Transient climate simulation of the past 4.5 million years based on the coupled intermediate complexity model iLOVECLIM

The Earth experienced dramatic climate changes during the past million years, including a long-term gradual cooling from the Pliocene (5.3-2.6 million years ago; Ma) to the Pleistocene (2.6-0.011 Ma) and an abrupt transition from 41-kyr to 100-kyr glacial-interglacial cycles at ca. 1.2-0.8 Ma (i.e., the Mid-Pleistocene transition). Investigating the mechanisms that triggered these climatic responses requires long-term transient climate simulations which can be used to quantify the sensitivity of the Earth’s climate to different external and internal forcings. However, few such simulations exist and therefore, key questions regarding the long-term evolution of the earth system remain unanswered.

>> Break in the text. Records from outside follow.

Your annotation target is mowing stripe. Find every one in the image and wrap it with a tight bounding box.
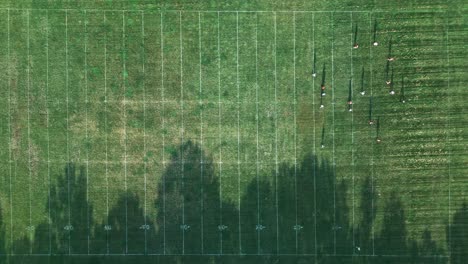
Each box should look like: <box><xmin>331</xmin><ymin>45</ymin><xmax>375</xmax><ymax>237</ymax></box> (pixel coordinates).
<box><xmin>160</xmin><ymin>12</ymin><xmax>166</xmax><ymax>254</ymax></box>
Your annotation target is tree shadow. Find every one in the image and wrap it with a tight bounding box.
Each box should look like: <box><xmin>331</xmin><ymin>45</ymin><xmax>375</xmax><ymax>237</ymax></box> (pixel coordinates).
<box><xmin>0</xmin><ymin>141</ymin><xmax>458</xmax><ymax>263</ymax></box>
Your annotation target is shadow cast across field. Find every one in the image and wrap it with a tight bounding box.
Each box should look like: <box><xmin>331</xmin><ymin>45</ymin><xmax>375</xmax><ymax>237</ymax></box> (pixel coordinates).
<box><xmin>0</xmin><ymin>141</ymin><xmax>468</xmax><ymax>264</ymax></box>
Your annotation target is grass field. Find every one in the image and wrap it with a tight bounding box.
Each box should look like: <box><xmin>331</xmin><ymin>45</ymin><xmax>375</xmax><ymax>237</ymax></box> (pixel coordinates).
<box><xmin>0</xmin><ymin>0</ymin><xmax>468</xmax><ymax>263</ymax></box>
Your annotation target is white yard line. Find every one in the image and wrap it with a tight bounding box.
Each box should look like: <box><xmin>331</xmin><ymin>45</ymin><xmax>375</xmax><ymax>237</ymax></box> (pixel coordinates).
<box><xmin>369</xmin><ymin>13</ymin><xmax>375</xmax><ymax>255</ymax></box>
<box><xmin>255</xmin><ymin>13</ymin><xmax>261</xmax><ymax>254</ymax></box>
<box><xmin>273</xmin><ymin>12</ymin><xmax>279</xmax><ymax>254</ymax></box>
<box><xmin>7</xmin><ymin>12</ymin><xmax>12</xmax><ymax>253</ymax></box>
<box><xmin>179</xmin><ymin>12</ymin><xmax>185</xmax><ymax>254</ymax></box>
<box><xmin>293</xmin><ymin>12</ymin><xmax>299</xmax><ymax>254</ymax></box>
<box><xmin>217</xmin><ymin>12</ymin><xmax>223</xmax><ymax>254</ymax></box>
<box><xmin>445</xmin><ymin>14</ymin><xmax>452</xmax><ymax>256</ymax></box>
<box><xmin>84</xmin><ymin>10</ymin><xmax>91</xmax><ymax>254</ymax></box>
<box><xmin>0</xmin><ymin>7</ymin><xmax>446</xmax><ymax>13</ymax></box>
<box><xmin>65</xmin><ymin>11</ymin><xmax>71</xmax><ymax>255</ymax></box>
<box><xmin>331</xmin><ymin>13</ymin><xmax>336</xmax><ymax>255</ymax></box>
<box><xmin>236</xmin><ymin>10</ymin><xmax>242</xmax><ymax>254</ymax></box>
<box><xmin>312</xmin><ymin>14</ymin><xmax>317</xmax><ymax>258</ymax></box>
<box><xmin>349</xmin><ymin>12</ymin><xmax>356</xmax><ymax>253</ymax></box>
<box><xmin>160</xmin><ymin>12</ymin><xmax>166</xmax><ymax>254</ymax></box>
<box><xmin>198</xmin><ymin>13</ymin><xmax>204</xmax><ymax>254</ymax></box>
<box><xmin>26</xmin><ymin>11</ymin><xmax>33</xmax><ymax>254</ymax></box>
<box><xmin>122</xmin><ymin>11</ymin><xmax>128</xmax><ymax>254</ymax></box>
<box><xmin>141</xmin><ymin>11</ymin><xmax>148</xmax><ymax>254</ymax></box>
<box><xmin>45</xmin><ymin>11</ymin><xmax>52</xmax><ymax>254</ymax></box>
<box><xmin>104</xmin><ymin>12</ymin><xmax>109</xmax><ymax>254</ymax></box>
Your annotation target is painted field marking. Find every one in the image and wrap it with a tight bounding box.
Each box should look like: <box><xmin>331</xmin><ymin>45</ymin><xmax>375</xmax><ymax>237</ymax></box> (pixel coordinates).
<box><xmin>179</xmin><ymin>12</ymin><xmax>187</xmax><ymax>254</ymax></box>
<box><xmin>7</xmin><ymin>9</ymin><xmax>13</xmax><ymax>253</ymax></box>
<box><xmin>255</xmin><ymin>13</ymin><xmax>261</xmax><ymax>253</ymax></box>
<box><xmin>293</xmin><ymin>12</ymin><xmax>300</xmax><ymax>254</ymax></box>
<box><xmin>445</xmin><ymin>14</ymin><xmax>452</xmax><ymax>256</ymax></box>
<box><xmin>84</xmin><ymin>10</ymin><xmax>91</xmax><ymax>254</ymax></box>
<box><xmin>350</xmin><ymin>12</ymin><xmax>357</xmax><ymax>253</ymax></box>
<box><xmin>312</xmin><ymin>11</ymin><xmax>318</xmax><ymax>262</ymax></box>
<box><xmin>122</xmin><ymin>11</ymin><xmax>128</xmax><ymax>254</ymax></box>
<box><xmin>331</xmin><ymin>13</ymin><xmax>336</xmax><ymax>255</ymax></box>
<box><xmin>160</xmin><ymin>12</ymin><xmax>166</xmax><ymax>254</ymax></box>
<box><xmin>104</xmin><ymin>12</ymin><xmax>109</xmax><ymax>254</ymax></box>
<box><xmin>26</xmin><ymin>11</ymin><xmax>34</xmax><ymax>254</ymax></box>
<box><xmin>273</xmin><ymin>12</ymin><xmax>279</xmax><ymax>254</ymax></box>
<box><xmin>236</xmin><ymin>12</ymin><xmax>242</xmax><ymax>254</ymax></box>
<box><xmin>0</xmin><ymin>7</ymin><xmax>446</xmax><ymax>13</ymax></box>
<box><xmin>198</xmin><ymin>13</ymin><xmax>204</xmax><ymax>254</ymax></box>
<box><xmin>65</xmin><ymin>11</ymin><xmax>72</xmax><ymax>255</ymax></box>
<box><xmin>369</xmin><ymin>13</ymin><xmax>375</xmax><ymax>256</ymax></box>
<box><xmin>141</xmin><ymin>9</ymin><xmax>148</xmax><ymax>254</ymax></box>
<box><xmin>217</xmin><ymin>12</ymin><xmax>224</xmax><ymax>254</ymax></box>
<box><xmin>45</xmin><ymin>11</ymin><xmax>52</xmax><ymax>254</ymax></box>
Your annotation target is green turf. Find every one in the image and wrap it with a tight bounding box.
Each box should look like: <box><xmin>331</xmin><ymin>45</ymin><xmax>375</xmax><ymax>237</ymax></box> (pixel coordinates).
<box><xmin>0</xmin><ymin>0</ymin><xmax>468</xmax><ymax>263</ymax></box>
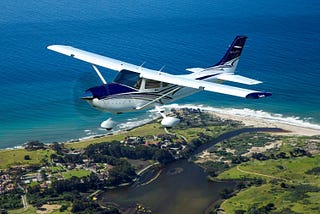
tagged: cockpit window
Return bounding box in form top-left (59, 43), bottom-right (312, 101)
top-left (113, 70), bottom-right (141, 88)
top-left (145, 79), bottom-right (160, 89)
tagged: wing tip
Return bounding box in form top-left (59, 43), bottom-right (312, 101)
top-left (246, 92), bottom-right (272, 99)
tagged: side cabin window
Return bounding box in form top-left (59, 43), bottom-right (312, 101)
top-left (144, 79), bottom-right (161, 89)
top-left (113, 70), bottom-right (141, 89)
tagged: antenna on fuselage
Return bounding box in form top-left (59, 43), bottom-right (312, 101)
top-left (92, 65), bottom-right (107, 84)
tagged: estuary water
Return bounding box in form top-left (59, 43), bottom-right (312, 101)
top-left (99, 160), bottom-right (236, 214)
top-left (0, 0), bottom-right (320, 148)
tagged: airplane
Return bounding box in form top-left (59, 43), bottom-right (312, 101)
top-left (47, 36), bottom-right (272, 130)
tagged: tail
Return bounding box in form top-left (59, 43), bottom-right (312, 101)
top-left (214, 36), bottom-right (247, 69)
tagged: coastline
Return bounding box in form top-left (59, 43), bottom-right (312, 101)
top-left (210, 112), bottom-right (320, 136)
top-left (0, 104), bottom-right (320, 150)
top-left (166, 104), bottom-right (320, 136)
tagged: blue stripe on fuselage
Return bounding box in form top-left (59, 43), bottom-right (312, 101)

Here, we used iLOVECLIM, a coupled Earth system numerical climate model of intermediate complexity, to generate a 4.5 Ma transient climate simulation, the longest to date. iLOVECLIM is ideally suited for this task as it requires substantially less computational resources and time to perform transient climate simulations compared to fully coupled general circulation models. We performed the simulations with interactive atmosphere, ocean and vegetation components and used the methodology of previous long-term transient simulations. Briefly, we applied an acceleration factor of five to the external forcings (orbital parameters, greenhouse gases concentration and ice-sheets) and split the 4.5 Ma simulation into 44 chunks run in parallel to reduce the computing time from several years to a couple of months. Each chunk was initialized from an interglacial period, covers at least one glacial-interglacial cycle and has an overlap period of 20,000 years in order to compensate for issues related to spin-up effects and initial conditions. The complete simulation is a composite of all the individual chunks and time-sliding linear interpolation performed on the overlap intervals.

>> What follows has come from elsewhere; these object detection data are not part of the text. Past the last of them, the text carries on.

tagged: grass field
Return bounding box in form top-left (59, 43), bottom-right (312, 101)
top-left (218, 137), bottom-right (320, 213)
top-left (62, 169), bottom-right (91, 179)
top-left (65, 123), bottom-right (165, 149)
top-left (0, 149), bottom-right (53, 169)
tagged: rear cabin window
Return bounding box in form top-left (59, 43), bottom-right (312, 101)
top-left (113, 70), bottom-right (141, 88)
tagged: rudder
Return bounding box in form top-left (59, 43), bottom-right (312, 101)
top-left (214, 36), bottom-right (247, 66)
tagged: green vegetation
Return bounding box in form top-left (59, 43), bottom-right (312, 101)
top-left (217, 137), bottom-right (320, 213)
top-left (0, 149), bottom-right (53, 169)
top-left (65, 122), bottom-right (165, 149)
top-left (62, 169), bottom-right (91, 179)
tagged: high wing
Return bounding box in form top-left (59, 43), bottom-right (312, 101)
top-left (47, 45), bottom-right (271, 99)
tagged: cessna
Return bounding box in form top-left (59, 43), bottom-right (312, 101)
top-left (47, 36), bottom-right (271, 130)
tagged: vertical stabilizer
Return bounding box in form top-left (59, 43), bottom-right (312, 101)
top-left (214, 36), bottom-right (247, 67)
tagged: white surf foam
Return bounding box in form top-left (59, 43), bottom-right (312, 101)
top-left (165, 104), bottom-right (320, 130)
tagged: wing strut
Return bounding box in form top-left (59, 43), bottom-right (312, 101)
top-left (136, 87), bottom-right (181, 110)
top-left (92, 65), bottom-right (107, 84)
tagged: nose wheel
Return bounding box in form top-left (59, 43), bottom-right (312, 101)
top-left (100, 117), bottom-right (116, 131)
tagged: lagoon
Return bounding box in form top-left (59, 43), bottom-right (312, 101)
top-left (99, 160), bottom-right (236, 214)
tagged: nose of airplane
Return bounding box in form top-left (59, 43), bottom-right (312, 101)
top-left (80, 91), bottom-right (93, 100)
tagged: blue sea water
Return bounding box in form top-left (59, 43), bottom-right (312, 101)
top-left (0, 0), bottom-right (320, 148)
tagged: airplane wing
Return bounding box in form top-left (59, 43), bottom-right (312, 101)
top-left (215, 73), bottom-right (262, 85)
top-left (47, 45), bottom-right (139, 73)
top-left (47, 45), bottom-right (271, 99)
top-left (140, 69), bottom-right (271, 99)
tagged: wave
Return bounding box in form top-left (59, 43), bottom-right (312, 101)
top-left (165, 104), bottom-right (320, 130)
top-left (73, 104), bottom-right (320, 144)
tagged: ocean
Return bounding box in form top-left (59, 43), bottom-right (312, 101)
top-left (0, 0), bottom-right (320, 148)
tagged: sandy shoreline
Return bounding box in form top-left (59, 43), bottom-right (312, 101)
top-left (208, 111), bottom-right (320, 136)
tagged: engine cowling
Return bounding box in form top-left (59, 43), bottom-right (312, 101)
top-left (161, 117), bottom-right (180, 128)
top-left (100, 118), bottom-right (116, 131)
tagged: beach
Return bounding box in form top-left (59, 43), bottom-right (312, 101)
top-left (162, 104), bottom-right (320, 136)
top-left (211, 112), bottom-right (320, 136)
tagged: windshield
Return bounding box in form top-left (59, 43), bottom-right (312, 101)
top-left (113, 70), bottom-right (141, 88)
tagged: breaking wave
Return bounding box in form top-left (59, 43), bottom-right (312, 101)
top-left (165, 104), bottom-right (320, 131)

While the simulations are still ongoing, preliminary results demonstrate that our new model set-up and experimental design are able to produce reasonable outputs. When it is completed, the final simulation will be evaluated against available paleoclimate data and existing transient climate simulations. Apart from running a simulation with all the external forcings combined, we also plan to run subsequent simulations with each individual forcing alone to evaluate the climate responses associated with each. This unique long transient simulation will provide a better mechanistic understanding of the major climate reorganizations that occurred during the Plio-Pleistocene and will be useful for future data-model comparisons and data assimilation endeavours.